Deux articles publiés par Vice et Kotaku étudient de leur côté le choix des mots utilisés dans les fameux communiqués de soutien, en particulier en ce qui concerne les entreprises du secteur vidéoludique.

La seule entreprise majeure du secteur citant nommément George Floyd dans son communiqué est Ubisoft. Par ailleurs, si l’on retrouve le terme «antiracisme» et les mots «Black Lives Matter», «violences policières» et «racisme anti-Noirs» sont globalement absents.

«Comment suis-je supposé croire en EA [Electronic Arts] qui affirme retarder la sortie de Madden [le principal jeu de football américain] parce qu’elle se préoccupe des vies des personnes noires, alors qu’elle censurait le nom de Kaepernick dans une chanson du jeu l’année dernière?», s’interroge Vice.

Pour mémoire, le quarterback Colin Kaepernick avait refusé de se lever pendant l’hymne américain pour manifester sa solidarité avec Black Lives Matter en 2016, et était par la suite devenu persona non grata des terrains de la National Football League.

Les prises de parole, les communiqués et les promesses de dons doivent être considérées pour ce qu’elles sont: un début de dialogue et de renversement des mœurs chez des entreprises qui veulent continuer à vendre et polir leur image, contraintes par la force de l’opinion publique.

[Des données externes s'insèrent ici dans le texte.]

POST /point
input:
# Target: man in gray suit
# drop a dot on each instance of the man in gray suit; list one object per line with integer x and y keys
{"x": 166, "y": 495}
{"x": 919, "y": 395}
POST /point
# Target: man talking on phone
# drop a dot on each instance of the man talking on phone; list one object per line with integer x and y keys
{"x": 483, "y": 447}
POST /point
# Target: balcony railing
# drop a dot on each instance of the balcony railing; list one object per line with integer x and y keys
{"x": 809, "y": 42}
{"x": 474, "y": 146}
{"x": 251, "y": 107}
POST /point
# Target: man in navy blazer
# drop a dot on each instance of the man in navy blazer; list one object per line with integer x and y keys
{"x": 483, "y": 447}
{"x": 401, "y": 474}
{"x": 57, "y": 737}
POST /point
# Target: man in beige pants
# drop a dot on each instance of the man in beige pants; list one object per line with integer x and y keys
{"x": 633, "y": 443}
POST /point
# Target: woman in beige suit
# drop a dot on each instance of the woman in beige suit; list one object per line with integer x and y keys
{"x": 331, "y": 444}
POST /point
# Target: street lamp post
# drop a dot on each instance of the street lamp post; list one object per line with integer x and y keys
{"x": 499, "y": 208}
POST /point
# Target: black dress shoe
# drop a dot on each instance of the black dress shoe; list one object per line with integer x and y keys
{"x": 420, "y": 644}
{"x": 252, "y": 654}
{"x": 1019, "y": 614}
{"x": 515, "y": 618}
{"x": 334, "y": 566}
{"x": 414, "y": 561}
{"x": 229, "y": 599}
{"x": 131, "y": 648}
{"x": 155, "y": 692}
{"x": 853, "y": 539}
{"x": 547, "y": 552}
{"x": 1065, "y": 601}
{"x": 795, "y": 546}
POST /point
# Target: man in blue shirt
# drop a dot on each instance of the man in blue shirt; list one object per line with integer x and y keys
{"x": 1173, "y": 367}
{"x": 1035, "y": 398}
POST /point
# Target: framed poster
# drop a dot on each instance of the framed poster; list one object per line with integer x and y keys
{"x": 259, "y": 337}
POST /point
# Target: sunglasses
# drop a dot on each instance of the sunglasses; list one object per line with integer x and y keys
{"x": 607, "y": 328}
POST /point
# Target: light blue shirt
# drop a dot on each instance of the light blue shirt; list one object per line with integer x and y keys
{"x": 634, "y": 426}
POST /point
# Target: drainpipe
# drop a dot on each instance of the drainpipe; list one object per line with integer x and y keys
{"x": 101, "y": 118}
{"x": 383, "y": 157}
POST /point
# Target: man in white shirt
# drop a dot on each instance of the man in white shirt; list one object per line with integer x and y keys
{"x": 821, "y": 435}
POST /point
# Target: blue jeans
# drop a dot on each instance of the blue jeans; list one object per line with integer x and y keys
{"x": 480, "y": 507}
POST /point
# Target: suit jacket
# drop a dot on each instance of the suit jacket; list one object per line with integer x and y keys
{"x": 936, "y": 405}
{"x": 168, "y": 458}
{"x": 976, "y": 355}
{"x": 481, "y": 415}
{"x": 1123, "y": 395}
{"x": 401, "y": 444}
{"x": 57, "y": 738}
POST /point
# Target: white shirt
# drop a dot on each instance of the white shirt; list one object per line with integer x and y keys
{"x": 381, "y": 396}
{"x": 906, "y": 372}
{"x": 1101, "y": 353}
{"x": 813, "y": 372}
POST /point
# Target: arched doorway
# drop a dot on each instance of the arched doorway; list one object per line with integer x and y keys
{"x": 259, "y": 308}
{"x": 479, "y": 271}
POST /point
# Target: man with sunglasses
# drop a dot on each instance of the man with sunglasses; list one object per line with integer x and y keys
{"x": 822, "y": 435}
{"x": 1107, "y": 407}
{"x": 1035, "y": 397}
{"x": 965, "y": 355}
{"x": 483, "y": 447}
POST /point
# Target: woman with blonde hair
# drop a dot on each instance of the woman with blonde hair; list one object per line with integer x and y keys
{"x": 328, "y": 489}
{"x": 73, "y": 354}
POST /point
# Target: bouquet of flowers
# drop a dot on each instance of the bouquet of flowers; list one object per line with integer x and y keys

«Ces actions ne sont pas une mesure du caractère moral d’entreprises multimilliardaires. Elles sont une autre forme de négociation sous le régime du capitalisme. Chaque compagnie qui produit un jeu veut que vous y jouiez et mesure désormais votre tolérance au silence et à l’inaction, de la même manière qu’elle mesure la ligne rouge dans l’implémentation de loot boxes», conclut brillamment The Verge.